Ya I took it apart again and gave it all a closer look. The float has those pins on it that rub up and down the sensor telling it what level its at. On the wider side the pins are bent sideways a little and the tracks on the level its self were pretty deep. I can see why they replaced the design on these.


----------



## Maverick_124 (Sep 13, 2011)

well, i was quoted 170 from the dealership..which is the pump, and seal..ill be looking at those other sites..haha


----------



## AZ-ZBum (Nov 21, 2004)

Maverick_124 said:


> well, i was quoted 170 from the dealership..which is the pump, and seal..ill be looking at those other sites..haha


I thought you said you needed a sending unit? The fuel pump has nothing to do with the fuel gauge.


----------



## Maverick_124 (Sep 13, 2011)

I call it the pump cause I'm use to the pump, and sending unit being together..I was quoted for the sending unit and a seal..


----------



## AZ-ZBum (Nov 21, 2004)

So you obviously didn't check out the two provided links for this part.


----------



## Maverick_124 (Sep 13, 2011)

i wanted to see what the saving would be. one link i looked at was $126 shipped. but..i don't remember what it was..


----------



## Maverick_124 (Sep 13, 2011)

for 

1stAAANissanParts.com, the sending unit is 124.38, shipped

and for nissanparts.cc it is 134.25 shipped..

if AAA stay low, ill get the sender through them once i get the money..


----------



## AZ-ZBum (Nov 21, 2004)

Intersting. I'm coming up with completely different numbers for nissanparts.cc.
Analog for $115.72 shipped.
Digital for $144.41 shipped.

Are you sure you have the right part numbers?


----------



## Maverick_124 (Sep 13, 2011)

well..here is the screen cap of the check out..

Nissanparts.cc










and this is 1stAAANissanParts.com


----------



## AZ-ZBum (Nov 21, 2004)

First one says trademotion.com, not nissanparts.cc


----------



## Maverick_124 (Sep 13, 2011)

i went to nissanparts.cc, and that's where it took me since my 300 isn't a 1990 or newer


with Nissanparts.cc i click on parts "browse OEM parts", then on the next page i click on "part look up" and it opens a new tab and goes to autocenter.net, which is where the top screen cap is from


----------



## AZ-ZBum (Nov 21, 2004)

And there in lies your problem. Get the part number and put it into the search option. Better pricing that way. You can look up the part numbers on z31.com's fiche.


----------



## Maverick_124 (Sep 13, 2011)

ahh ok, ill go to that right now




ok, that's really cheap..its 115.72 shipped, that's a cool site..

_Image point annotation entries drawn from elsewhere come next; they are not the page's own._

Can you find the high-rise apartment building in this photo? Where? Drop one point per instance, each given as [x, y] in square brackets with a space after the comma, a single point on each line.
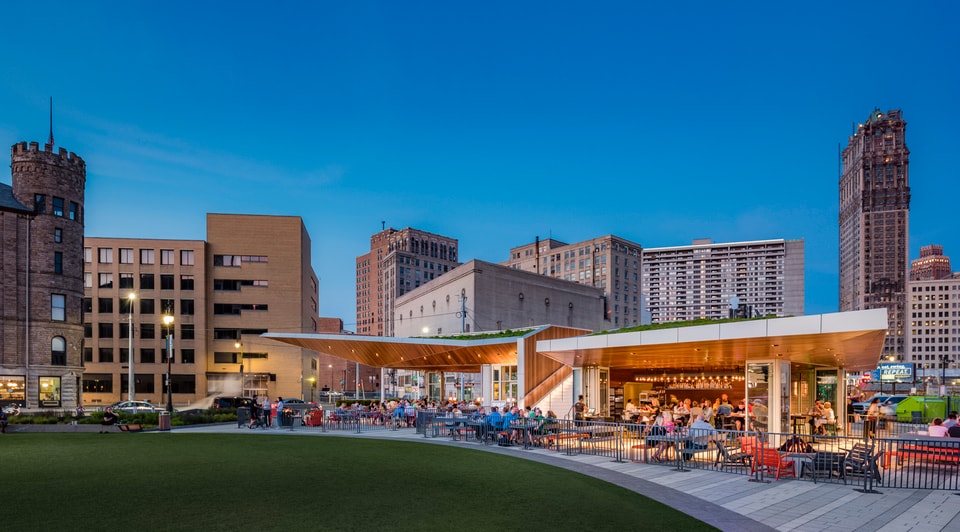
[41, 277]
[251, 275]
[708, 281]
[932, 264]
[932, 338]
[874, 222]
[398, 262]
[608, 262]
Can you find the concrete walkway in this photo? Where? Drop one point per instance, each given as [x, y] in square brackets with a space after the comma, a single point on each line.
[726, 501]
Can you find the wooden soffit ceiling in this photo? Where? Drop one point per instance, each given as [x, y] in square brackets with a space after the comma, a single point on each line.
[852, 340]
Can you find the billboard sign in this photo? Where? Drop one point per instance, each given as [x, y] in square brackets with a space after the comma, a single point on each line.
[896, 372]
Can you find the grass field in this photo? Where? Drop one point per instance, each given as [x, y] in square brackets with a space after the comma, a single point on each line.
[154, 481]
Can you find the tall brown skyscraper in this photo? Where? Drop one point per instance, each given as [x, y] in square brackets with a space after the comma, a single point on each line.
[874, 222]
[398, 262]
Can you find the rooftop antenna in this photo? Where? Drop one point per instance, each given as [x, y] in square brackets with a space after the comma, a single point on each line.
[50, 140]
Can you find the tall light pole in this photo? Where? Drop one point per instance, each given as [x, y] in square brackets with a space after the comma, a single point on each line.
[239, 345]
[131, 380]
[168, 324]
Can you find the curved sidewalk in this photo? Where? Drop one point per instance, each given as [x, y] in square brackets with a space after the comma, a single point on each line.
[726, 501]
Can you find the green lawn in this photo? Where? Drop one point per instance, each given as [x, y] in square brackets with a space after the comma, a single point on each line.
[153, 481]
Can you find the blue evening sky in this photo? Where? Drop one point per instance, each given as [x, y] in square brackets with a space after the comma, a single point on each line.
[491, 122]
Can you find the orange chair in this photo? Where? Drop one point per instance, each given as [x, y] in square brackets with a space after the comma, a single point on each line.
[772, 462]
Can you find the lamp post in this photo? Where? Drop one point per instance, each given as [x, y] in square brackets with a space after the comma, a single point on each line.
[168, 324]
[239, 345]
[131, 380]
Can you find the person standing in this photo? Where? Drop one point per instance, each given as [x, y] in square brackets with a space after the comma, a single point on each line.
[579, 408]
[279, 413]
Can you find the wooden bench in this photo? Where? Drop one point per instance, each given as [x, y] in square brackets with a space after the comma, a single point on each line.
[941, 453]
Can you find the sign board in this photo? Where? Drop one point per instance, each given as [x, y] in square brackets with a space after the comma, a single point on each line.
[896, 372]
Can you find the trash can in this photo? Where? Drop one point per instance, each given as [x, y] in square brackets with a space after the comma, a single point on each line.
[163, 421]
[243, 416]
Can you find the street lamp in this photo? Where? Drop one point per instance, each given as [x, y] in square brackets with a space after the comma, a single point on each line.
[131, 380]
[168, 324]
[239, 345]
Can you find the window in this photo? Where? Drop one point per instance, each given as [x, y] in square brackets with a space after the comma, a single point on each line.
[105, 354]
[97, 383]
[57, 206]
[58, 351]
[58, 307]
[105, 305]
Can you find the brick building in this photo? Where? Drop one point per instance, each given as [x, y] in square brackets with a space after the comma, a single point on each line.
[41, 277]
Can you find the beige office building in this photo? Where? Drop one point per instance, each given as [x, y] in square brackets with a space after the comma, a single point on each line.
[251, 275]
[609, 263]
[709, 280]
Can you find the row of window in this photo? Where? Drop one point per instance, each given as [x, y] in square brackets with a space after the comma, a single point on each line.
[147, 355]
[147, 281]
[147, 256]
[148, 331]
[147, 306]
[40, 206]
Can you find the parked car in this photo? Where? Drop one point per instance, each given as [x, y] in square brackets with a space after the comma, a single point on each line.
[135, 407]
[231, 402]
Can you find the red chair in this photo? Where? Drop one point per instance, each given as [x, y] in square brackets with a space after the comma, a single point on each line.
[772, 462]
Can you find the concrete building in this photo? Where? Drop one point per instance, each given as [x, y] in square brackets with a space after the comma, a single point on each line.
[399, 261]
[932, 338]
[41, 277]
[609, 263]
[709, 281]
[480, 296]
[932, 264]
[874, 222]
[251, 275]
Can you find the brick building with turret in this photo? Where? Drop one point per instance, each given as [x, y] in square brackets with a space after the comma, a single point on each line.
[41, 277]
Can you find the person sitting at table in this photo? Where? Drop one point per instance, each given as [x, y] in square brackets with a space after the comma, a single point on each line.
[700, 432]
[954, 431]
[815, 411]
[951, 419]
[936, 429]
[826, 417]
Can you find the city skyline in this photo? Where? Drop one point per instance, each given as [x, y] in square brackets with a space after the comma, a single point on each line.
[493, 127]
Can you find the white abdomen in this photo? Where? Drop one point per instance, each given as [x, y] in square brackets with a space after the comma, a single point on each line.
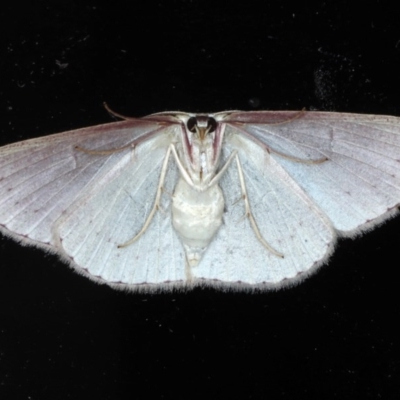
[196, 216]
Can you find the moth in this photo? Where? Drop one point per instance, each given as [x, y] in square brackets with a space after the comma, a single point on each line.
[237, 200]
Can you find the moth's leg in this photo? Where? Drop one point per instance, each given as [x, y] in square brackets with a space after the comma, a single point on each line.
[156, 205]
[249, 214]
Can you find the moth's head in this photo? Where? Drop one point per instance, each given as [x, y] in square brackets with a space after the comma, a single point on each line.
[201, 126]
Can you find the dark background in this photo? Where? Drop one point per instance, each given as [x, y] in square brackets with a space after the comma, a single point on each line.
[335, 336]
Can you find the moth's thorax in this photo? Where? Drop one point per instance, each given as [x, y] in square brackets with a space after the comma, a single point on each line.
[201, 147]
[196, 217]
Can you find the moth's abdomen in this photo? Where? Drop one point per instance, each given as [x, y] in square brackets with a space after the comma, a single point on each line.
[196, 217]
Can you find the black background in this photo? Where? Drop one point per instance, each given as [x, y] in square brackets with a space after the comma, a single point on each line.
[335, 336]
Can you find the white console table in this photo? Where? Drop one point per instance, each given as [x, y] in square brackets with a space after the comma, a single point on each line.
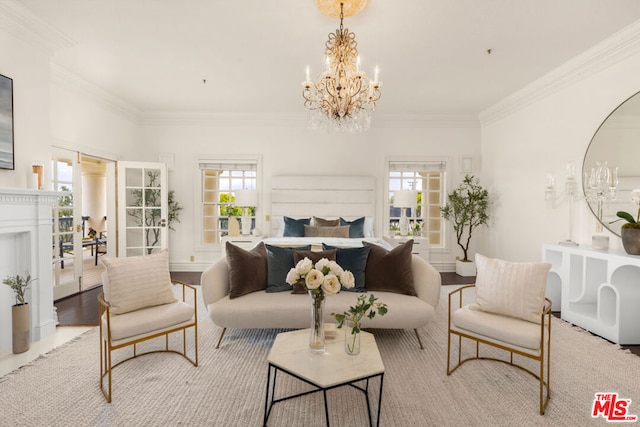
[596, 290]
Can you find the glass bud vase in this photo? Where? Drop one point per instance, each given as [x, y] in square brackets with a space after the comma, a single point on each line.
[351, 339]
[316, 337]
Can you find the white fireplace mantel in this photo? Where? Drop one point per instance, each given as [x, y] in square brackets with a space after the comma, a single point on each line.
[25, 245]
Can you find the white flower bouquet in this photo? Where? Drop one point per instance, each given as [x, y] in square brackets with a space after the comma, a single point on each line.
[325, 277]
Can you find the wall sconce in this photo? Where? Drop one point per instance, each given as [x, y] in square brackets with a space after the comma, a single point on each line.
[246, 199]
[570, 193]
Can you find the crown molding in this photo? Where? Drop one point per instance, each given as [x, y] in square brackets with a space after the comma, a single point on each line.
[301, 120]
[18, 21]
[66, 79]
[195, 118]
[427, 121]
[620, 46]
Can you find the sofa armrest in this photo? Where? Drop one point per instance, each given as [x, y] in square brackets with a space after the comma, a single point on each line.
[426, 280]
[215, 281]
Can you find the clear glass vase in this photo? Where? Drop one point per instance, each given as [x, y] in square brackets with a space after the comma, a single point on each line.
[351, 339]
[316, 337]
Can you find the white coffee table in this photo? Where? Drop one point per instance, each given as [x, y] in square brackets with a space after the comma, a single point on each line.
[334, 368]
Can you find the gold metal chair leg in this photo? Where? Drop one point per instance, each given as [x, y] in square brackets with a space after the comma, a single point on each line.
[419, 340]
[221, 336]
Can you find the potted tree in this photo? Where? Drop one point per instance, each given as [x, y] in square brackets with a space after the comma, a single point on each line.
[467, 208]
[20, 322]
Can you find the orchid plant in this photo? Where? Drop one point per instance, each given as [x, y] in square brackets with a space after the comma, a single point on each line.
[631, 221]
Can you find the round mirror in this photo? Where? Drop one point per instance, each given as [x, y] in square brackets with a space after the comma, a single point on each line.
[611, 168]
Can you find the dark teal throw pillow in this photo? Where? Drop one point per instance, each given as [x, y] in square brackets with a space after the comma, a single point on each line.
[279, 262]
[354, 260]
[356, 227]
[295, 227]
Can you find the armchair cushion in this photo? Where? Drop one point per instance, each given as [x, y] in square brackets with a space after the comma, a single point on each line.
[152, 319]
[513, 289]
[137, 282]
[504, 329]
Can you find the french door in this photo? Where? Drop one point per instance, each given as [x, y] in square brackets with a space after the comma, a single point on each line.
[142, 208]
[67, 223]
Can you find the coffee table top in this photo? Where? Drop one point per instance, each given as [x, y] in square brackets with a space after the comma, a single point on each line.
[290, 352]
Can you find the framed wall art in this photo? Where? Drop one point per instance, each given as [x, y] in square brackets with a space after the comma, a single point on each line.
[7, 158]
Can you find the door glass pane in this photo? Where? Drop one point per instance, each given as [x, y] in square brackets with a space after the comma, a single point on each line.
[134, 178]
[152, 198]
[152, 178]
[134, 237]
[134, 217]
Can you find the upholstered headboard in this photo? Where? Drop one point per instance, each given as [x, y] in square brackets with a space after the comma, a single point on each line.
[326, 196]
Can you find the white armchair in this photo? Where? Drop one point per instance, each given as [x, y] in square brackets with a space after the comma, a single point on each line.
[139, 304]
[509, 312]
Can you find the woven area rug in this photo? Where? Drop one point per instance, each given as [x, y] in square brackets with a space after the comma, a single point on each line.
[229, 386]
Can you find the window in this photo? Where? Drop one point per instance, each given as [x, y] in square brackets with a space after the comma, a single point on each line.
[427, 178]
[219, 181]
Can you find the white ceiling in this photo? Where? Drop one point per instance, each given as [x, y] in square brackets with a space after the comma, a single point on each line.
[432, 54]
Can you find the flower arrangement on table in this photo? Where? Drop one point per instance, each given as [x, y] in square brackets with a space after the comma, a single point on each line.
[325, 277]
[365, 306]
[631, 221]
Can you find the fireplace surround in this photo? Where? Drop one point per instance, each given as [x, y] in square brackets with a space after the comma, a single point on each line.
[25, 245]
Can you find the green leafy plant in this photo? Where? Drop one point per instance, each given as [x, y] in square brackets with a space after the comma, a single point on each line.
[19, 285]
[467, 208]
[364, 307]
[631, 221]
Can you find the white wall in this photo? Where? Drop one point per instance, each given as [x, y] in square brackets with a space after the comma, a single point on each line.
[289, 148]
[30, 70]
[520, 148]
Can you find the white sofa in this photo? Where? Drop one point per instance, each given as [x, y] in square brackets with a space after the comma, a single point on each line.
[286, 310]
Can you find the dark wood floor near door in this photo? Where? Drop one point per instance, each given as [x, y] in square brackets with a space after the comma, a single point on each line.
[82, 309]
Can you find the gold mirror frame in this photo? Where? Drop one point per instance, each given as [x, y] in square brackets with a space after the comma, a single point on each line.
[617, 142]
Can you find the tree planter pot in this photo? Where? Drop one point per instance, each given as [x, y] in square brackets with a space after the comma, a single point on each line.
[21, 328]
[465, 269]
[631, 240]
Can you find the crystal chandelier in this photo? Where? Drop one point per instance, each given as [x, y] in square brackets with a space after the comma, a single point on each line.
[342, 97]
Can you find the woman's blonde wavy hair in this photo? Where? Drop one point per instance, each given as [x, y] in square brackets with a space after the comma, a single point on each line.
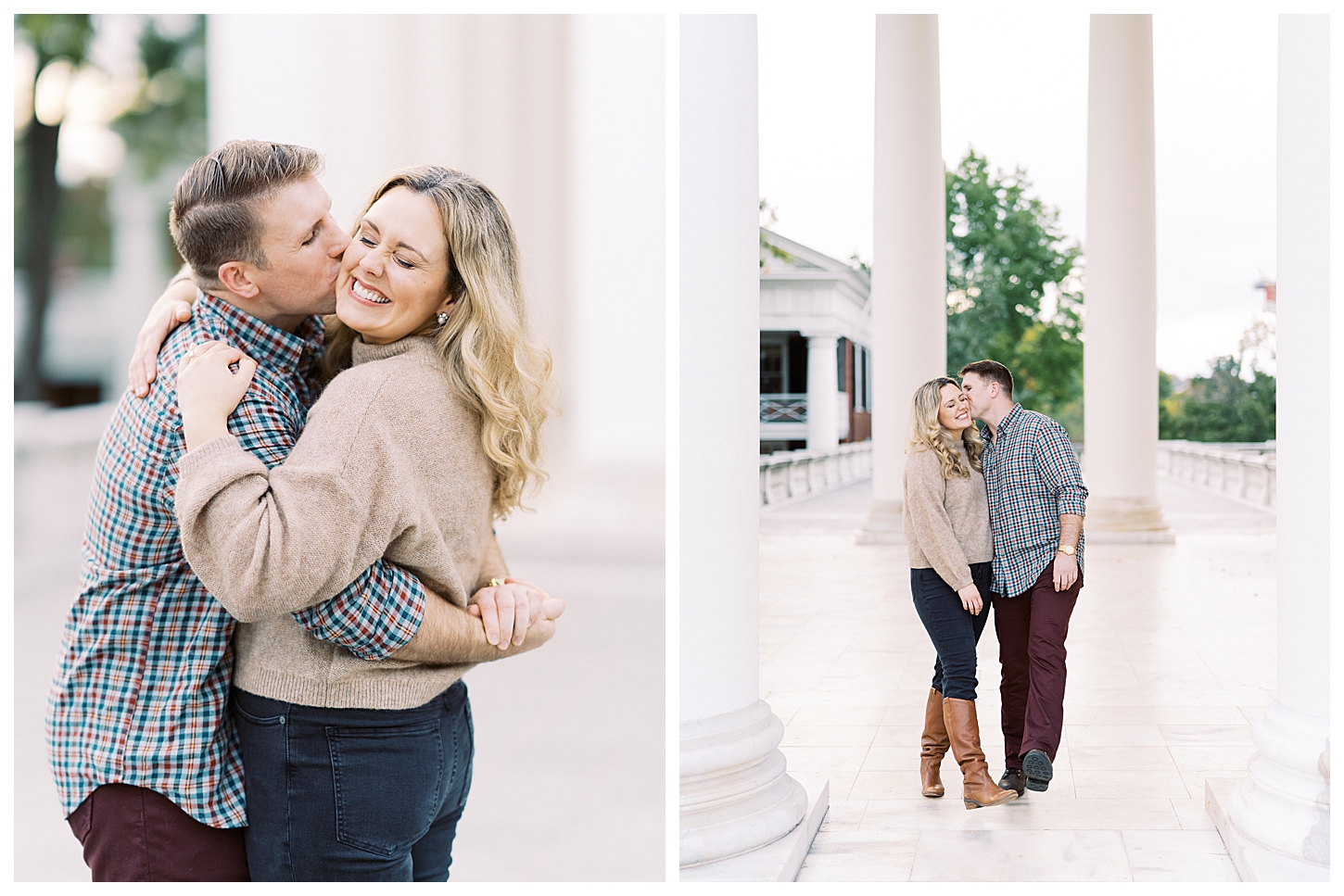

tho, ill remember to search part number before searching parts to get it cheaper haha


----------



## Maverick_124 (Sep 13, 2011)

ok..so I talked to my buddy to get an exact idea of what the gas gauge does...


apparently its find F to 1/2, but once it hits 1/2 it goes to E and the au gauge wont work, that's what i got from the conversation

=/


----------



## AZ-ZBum (Nov 21, 2004)

It doesn't work? Really? I'd be surprised. Most of the time, the 1/4 gauge works just fine. Next time he says it doesn't work, ask him how many gallons of gas he put in to get it to full. If it's less than 15 gallons, he didn't let it get low enough.


----------



## Maverick_124 (Sep 13, 2011)

well he said when the main is F to 1/2 the aux is at 1/4, once the main goes to E after reaching 1/2 the aux also goes to E. im taking delivery today, so ill get a picture of it.


now to talk mom into loaning me $116 to get a new sending unit...


----------



## AZ-ZBum (Nov 21, 2004)

So what happened to this comment in your initial post?


Maverick_124 said:


> so, since my main gas gauge wont work, but the aux does


And I'm confused. You've spent all this time asking questions about a car you don't even own yet? I would suggest you wait until you get the car to figure out what it really needs. There could be far bigger issues to deal with than a broken fuel gauge.


----------



## Maverick_124 (Sep 13, 2011)

i own it, i just haven't gotten it yet hes doing a few things with it


----------